Cloning and expression of recombinant bovine glycine N-acyltransferase from bovine liver
Abstract
The importance and social focus on detoxification and improving a person’s lifestyle has increased tremendously over the years. This is due to increasing levels of
pollution and the resulting increase of foreign chemicals (toxins) introduced into our bodies. Detoxification is the process of clearing toxins from the body by turning them into other components that are not harmful to the body. Detoxification has become a popular topic and it is well established to the point where detoxification profiling is becoming available as a commercial service. Detoxification is a multiple reaction system that is divided into four phases: Phase 0, Phase I (Functionalization), Phase II (Conjugation) and Phase III (Elimination). The focus of this MSc project was on glycine N-acyltransferase (GLYAT) which is a transferase enzyme involved in Phase II detoxification, specifically glycine conjugation. GLYAT is responsible to detoxify benzoic acid, a xenobiotic widely used in food preservatives to form a glycine conjugate known as hippuric acid (benzoyl
glycine). The GLYAT conjugation reaction is also important for the metabolism of drugs such as Aspirin (Levy, 1965). More important for this study, is the fact that glycine supplementation is commonly used in the treatment of specific inborn errors of metabolism (IEM).

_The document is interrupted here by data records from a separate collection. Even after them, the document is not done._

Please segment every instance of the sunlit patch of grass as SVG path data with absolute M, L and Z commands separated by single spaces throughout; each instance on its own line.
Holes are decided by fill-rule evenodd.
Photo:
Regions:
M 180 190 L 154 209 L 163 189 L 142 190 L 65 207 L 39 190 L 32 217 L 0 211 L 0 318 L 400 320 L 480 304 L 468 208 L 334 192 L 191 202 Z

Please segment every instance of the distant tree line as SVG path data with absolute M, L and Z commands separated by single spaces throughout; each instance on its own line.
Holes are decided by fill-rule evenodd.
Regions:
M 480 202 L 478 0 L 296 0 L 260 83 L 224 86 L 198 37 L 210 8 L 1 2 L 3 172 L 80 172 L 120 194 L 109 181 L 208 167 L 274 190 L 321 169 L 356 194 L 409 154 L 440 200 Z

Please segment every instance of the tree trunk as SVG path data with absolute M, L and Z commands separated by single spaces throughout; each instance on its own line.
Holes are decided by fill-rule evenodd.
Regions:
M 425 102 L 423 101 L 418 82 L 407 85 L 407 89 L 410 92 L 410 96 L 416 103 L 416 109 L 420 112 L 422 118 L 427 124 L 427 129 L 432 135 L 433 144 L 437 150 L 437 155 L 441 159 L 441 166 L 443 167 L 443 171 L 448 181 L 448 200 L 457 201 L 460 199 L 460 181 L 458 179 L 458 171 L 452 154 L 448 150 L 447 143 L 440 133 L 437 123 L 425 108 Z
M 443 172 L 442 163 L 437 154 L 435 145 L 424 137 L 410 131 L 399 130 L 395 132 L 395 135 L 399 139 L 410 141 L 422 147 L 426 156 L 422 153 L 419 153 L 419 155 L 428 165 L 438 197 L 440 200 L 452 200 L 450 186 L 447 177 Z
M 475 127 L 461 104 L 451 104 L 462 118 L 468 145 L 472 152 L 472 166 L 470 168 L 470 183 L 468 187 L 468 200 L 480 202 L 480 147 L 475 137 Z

When some metabolic pathways are defective, accumulating
substrates that form can conjugate with glycine and excreted, thereby lessening
toxicity in the body. Although humans are closer to mice than bovine on a genetic level, bovine and humans have sufficient DNA sequence similarity to map the human genome almost entirely to the genome of the bovine. In this study, the differences and similarities of the molecular characteristics of bovine GLYAT (bGLYAT) and the human family of GLYAT enzymes were compared. The goal of this study was to clone bGLYAT and generate a recombinant bGLYAT. The recombinant enzyme can then be used for
further studies to compare the enzymatic characteristics and species specificity of
human GLYAT to bovine GLYAT. I used bacteria to express bGLYAT. Bacteria are simple organisms and lack the ability to fold some recombinant eukaryotic proteins correctly. Molecular chaperones have been demonstrated to be involved in protein folding. Co-expression of chaperones such as trigger factor, GroEL-GroES and DnaK-DnaJ-GrpE with the target protein in bacteria may enable efficient folding of expressed proteins and enhances the production of active enzymes. In Chapter 2 I described how I investigated whether the chaperone trigger factor (TF) can assist with protein folding of recombinant bGLYAT. I prepared cDNA from bovine liver total RNA. The open reading frame (ORF) of bGLYAT was amplified using gene specific primers with addition of NdeI and SalI sites in a two step RT-PCR procedure. bGLYAT was cloned into pColdTF and sequenced. The plasmid containing bGLYAT in the correct reading frame was then introduced into Origami™ cells. pColdTF is a vector that expresses trigger factor (56 kDa) as a fusion protein with recombinant
proteins. bGLYAT with fusion protein (88 kDa) was over-expressed and was soluble.
However, the recombinant bGLYAT expressed as a fusion protein with TF did not
have any enzyme activity. It was speculated that the fusion protein might be affecting
the enzyme activity. After removal of the fusion protein by means of thrombin
cleavage, bGLYAT (36 kDa) still did not have any enzyme activity. In Chapter 3 I described how I investigated whether bGLYAT (without any fusion proteins) co-expressed with chaperones would be soluble and enzymatically active. Sequencing results confirmed cloning of the DNA encoding bGLYAT ORF into pColdIII in the correct orientation and reading frame. bGLYAT was co-expressed with TF alone, or TF together with GroEL-GroES. In each case, the bGLYAT was insoluble according to SDS-PAGE results. Although bGLYAT could not be purified from other proteins, because it did not contain a tag, or seen to be soluble on SDSPAGE, a GLYAT enzyme activity test was performed on various fractions of the bacterially expressed protein lysates. Both soluble fractions of bGLYAT co-expressed with TF alone or TF together with GroEL-GroES had GLYAT enzyme activity. This is the first report of an enzymatically active recombinant bGLYAT. The effect of pH on the solubility of bGLYAT was briefly investigated but the results were not conclusive. In future studies, the bGLYAT should be expressed as a protein with a His or GST tag for purification and Western blotting performed on bacterial lysate fractions. The recombinant bGLYAT can also be used for future site-directed mutagenesis studies, thereby analysing the impact of SNPs on enzyme activity and amino acid specificity.